Moore died in Ithaca Memorial Hospital in Ithaca, New York, on February 11, 1931. He had intestinal surgery the prior week and died from stress to his heart.

==Selected publications ==

- "Powdered soap as a cause of death among swill-fed hogs". Cornell University Agriculture Station Bulletin, no. 141 (November 1897) pp. 410–418.
- Laboratory directions for beginners in bacteriology. Ithaca: Press of Andrus & Church, 1898.
- "An inquiry concerning the source of gas and taint producing bacteria in cheese curd". with Archibald Robinson Ward. Cornell University Agriculture Station Bulletin, no. 158 (January 1899) pp. 222–237.
- The pathology and differential diagnosis of infectious diseases of animals. Ithaca: Taylor and Carpenter, 1902.
- Bacteria in milk. A summary of the present knowledge concerning their source and significance. Albany: State of New York, 1902.
- "Bovine Tuberculosis". Cornell University Agriculture Station Bulletin, no. 225 (February 1905) pp. 81–92.
- The pathology and differential diagnosis of infectious diseases of animals. Ithaca: Taylor and Carpenter, 1906.
- "The Bang method of controlling tuberculosis, with an illustration of its application". with H. A. Harding and George A. Smith.

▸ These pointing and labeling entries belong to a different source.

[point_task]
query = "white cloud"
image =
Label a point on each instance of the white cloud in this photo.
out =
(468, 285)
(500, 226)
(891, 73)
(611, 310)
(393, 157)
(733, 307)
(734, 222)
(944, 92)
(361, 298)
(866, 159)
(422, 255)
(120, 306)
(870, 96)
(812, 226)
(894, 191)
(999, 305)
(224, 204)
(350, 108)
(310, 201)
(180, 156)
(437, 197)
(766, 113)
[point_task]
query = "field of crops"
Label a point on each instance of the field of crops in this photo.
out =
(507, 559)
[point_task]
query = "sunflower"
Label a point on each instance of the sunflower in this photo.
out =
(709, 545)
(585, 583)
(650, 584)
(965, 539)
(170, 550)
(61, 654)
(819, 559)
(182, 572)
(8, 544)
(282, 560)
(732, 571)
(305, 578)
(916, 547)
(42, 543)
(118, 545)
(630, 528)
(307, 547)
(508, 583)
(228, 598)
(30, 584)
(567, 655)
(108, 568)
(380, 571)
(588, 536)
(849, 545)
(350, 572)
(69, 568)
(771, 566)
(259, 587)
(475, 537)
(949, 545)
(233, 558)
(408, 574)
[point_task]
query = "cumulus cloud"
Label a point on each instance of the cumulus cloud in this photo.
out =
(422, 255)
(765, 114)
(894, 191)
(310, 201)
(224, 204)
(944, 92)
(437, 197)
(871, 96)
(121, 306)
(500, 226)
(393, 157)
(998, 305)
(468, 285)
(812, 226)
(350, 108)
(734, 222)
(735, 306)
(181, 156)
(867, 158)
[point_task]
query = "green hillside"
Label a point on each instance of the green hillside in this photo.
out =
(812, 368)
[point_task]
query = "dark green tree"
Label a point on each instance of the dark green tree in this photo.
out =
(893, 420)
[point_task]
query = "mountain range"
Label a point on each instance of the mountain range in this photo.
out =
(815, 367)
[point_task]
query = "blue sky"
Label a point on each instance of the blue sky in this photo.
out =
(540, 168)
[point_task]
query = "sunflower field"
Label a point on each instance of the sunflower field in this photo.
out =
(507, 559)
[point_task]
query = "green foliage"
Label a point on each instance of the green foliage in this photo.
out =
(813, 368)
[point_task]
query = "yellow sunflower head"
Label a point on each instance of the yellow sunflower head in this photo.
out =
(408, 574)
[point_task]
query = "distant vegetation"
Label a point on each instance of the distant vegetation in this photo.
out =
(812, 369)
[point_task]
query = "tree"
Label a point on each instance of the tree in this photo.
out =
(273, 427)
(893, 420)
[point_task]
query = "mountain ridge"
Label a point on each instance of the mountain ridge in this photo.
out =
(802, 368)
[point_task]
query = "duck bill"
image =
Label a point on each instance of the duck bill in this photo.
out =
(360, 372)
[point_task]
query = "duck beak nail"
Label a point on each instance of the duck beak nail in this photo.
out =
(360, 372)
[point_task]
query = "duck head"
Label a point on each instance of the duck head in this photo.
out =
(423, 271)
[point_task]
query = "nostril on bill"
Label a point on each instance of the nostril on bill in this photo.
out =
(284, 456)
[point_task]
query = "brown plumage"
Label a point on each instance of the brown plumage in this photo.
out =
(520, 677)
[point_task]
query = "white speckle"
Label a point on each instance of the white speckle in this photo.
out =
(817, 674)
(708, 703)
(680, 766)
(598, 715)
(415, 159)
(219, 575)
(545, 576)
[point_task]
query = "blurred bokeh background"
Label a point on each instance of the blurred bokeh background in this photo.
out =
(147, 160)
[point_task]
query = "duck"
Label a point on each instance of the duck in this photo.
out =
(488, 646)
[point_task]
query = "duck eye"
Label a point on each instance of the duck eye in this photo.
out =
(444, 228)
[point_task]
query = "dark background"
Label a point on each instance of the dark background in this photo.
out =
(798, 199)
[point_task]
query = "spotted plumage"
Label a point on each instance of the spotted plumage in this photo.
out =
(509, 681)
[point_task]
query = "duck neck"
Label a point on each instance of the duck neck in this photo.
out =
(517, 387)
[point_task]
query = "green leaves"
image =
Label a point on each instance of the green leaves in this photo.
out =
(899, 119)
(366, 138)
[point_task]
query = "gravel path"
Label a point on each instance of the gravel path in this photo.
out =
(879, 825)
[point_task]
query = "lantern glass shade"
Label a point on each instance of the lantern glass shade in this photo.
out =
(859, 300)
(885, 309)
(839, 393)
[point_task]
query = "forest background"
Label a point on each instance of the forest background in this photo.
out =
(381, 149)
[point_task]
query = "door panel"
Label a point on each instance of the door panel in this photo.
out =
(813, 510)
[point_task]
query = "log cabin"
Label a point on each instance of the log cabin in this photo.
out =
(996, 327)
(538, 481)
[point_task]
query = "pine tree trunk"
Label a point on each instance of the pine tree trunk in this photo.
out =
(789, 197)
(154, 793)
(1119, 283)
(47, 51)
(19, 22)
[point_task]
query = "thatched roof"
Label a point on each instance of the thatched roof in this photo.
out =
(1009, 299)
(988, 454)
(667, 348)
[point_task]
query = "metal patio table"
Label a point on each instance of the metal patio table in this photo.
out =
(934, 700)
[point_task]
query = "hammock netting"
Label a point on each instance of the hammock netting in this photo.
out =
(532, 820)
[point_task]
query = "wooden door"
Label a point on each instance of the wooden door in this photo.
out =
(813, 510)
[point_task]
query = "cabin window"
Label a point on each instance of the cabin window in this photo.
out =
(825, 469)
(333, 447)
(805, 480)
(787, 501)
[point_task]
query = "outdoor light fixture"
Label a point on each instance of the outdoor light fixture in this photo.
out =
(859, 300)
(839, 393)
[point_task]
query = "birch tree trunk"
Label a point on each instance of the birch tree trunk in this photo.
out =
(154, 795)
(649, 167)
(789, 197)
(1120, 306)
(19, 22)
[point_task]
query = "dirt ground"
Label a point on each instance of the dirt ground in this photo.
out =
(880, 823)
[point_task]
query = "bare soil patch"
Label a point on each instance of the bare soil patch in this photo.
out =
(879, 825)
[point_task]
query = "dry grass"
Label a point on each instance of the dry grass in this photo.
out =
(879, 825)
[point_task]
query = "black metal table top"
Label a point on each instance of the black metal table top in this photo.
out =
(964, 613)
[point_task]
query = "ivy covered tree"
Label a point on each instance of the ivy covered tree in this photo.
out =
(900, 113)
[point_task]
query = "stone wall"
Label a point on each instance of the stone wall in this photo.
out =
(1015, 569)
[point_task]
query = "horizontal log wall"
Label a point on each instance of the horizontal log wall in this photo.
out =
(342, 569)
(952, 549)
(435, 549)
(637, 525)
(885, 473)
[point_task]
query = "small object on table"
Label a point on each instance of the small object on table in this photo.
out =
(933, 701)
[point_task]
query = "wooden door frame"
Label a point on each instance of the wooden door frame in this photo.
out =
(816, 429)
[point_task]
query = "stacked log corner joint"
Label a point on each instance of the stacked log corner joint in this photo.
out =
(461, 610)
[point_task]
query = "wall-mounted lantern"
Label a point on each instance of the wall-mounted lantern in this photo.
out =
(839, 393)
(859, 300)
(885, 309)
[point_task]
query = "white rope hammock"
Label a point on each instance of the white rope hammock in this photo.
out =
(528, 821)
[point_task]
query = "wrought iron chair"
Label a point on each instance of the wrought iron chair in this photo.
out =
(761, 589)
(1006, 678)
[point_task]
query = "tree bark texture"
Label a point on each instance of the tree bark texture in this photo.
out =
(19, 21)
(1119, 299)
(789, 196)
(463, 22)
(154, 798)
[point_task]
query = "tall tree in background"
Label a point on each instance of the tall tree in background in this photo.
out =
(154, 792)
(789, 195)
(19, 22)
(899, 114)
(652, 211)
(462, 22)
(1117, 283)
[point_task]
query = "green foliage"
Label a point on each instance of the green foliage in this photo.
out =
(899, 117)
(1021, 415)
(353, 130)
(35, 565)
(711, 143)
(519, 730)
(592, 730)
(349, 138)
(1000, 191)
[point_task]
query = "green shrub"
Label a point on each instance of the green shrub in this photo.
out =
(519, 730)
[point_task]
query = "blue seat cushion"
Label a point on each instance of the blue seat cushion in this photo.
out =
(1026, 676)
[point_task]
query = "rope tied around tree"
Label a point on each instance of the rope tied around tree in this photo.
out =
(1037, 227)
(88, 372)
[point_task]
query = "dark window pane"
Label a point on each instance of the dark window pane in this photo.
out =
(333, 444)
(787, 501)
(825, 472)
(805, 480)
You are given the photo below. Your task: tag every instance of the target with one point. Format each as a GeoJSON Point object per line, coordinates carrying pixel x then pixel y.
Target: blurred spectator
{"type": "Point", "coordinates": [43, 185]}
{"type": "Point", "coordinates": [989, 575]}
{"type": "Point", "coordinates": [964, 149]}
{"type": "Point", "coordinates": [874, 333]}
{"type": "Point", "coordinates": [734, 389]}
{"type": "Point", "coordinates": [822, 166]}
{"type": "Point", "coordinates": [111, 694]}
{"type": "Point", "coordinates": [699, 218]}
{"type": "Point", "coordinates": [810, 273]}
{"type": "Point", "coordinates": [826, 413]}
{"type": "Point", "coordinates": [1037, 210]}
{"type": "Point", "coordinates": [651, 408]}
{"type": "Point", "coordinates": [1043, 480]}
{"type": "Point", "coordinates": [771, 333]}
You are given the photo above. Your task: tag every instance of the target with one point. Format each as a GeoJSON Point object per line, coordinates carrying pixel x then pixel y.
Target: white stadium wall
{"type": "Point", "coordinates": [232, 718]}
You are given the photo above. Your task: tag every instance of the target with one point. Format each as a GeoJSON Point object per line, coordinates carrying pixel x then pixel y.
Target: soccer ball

New York Agricultural Experiment Station Bulletin, no. 277 (1906).
- "Bovine tuberculosis". Cornell University Agriculture Station Bulletin, no. 250 (January 1908) pp. 268–288.
- "The elimination of tubercle bacilli from infected cattle, and the control of bovine tuberculosis and infected milk". Cornell University Agriculture Station Bulletin, no. 299 (May 1911) pp. 698–714.
- Principles of microbiology; a treatise on Bacteria, Fungi and Protozoa pathogenic for domesticated animals. Ithaca: Taylor and Carpenter, 1912.
- Bovine tuberculosis and its control. Ithaca: Carpenter & Company, 1913.
- Principles of Microbiology: a treatise on bacteria, fungi and protozoa pathogenic for domesticated animals. New York: The McMillian Company, 1916.